Natural gas is widely seen as a “gentle bridge” to a future sustainable society. Today, the bridge appears to be shorter than expected, but as for CO2 emissions, again we are winners.

The third fossil source of CO2 emissions is coal. According to a widely held view, the amount of available coal is virtually endless. However, when we do detailed studies of production profiles in the six countries harboring 85% of the world’s coal reserves, we discover clear signs of peaking coal production in certain regions. Moreover, we notice a decline in production of the highest quality coal, that is, the coal with the highest energy content per volume. In the US, the world’s second largest coal user, the volume of mined coal is increasing while the total energy content is decreasing. Has US already reached “Peak Coal” in terms of energy.

China will soon reach its maximum coal production capacity, leading to a situation where Russia alone will be sitting on the last large coal reserves. Future production in Russia will determine when we will reach “Peak Coal” at the global level. In contrast to conventional wisdom, we will be CO2 winners.

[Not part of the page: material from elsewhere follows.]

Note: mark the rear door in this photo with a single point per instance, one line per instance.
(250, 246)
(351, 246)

The sum of all fossil resources that the industry considers available is presented annually in BP Statistical Review. According to this rather optimistic estimate, the total energy of all oil, natural gas and coal amounts to 36 Zeta joules (ZJ), a gigantic amount of energy. This is more than what our research group considers likely, but it is still less than what do the scenario families A1, A2, B1 and B2 require. The fossil energy will not be sufficient.

The A2 family is our number one enemy, so let us study its appetite for energy. Up to 2100, IPCC prognosticates that A2 will need between 70 and 90 ZJ, that is, twice as much as the industry believes is available. Then there is another detail that is never discussed, namely that all scenarios will need fossil energy also after 2100.

We do not have to discuss or doubt the established historic rise in temperature, but we have to discuss and doubt the future temperature increases that the IPCC scenarios project and the fossil resources that IPCC assumes in its prognoses.

We need a new assessment of future temperature increases based on a realistic consumption of oil, natural gas and coal.

Only with that knowledge we will be able to make sensible decisions for the future. The big issue will be that too many will have to make do with too little energy. When debating, we will probably have to replace the word “environment” with “energy”, but the energy policy needed will also need to make the environment a winner.

The article is a translation of the article “Klimathotet är överdrivet eftersom oljan (naturgasen och kolet) inte räcker” published in the leading Swedish newspaper DN, Dagens Nyheter, on May 18, 2007. The author Professor Kjell Aleklett, Uppsala University, is also president of ASPO, The Association for the Study of Peak Oil&Gas.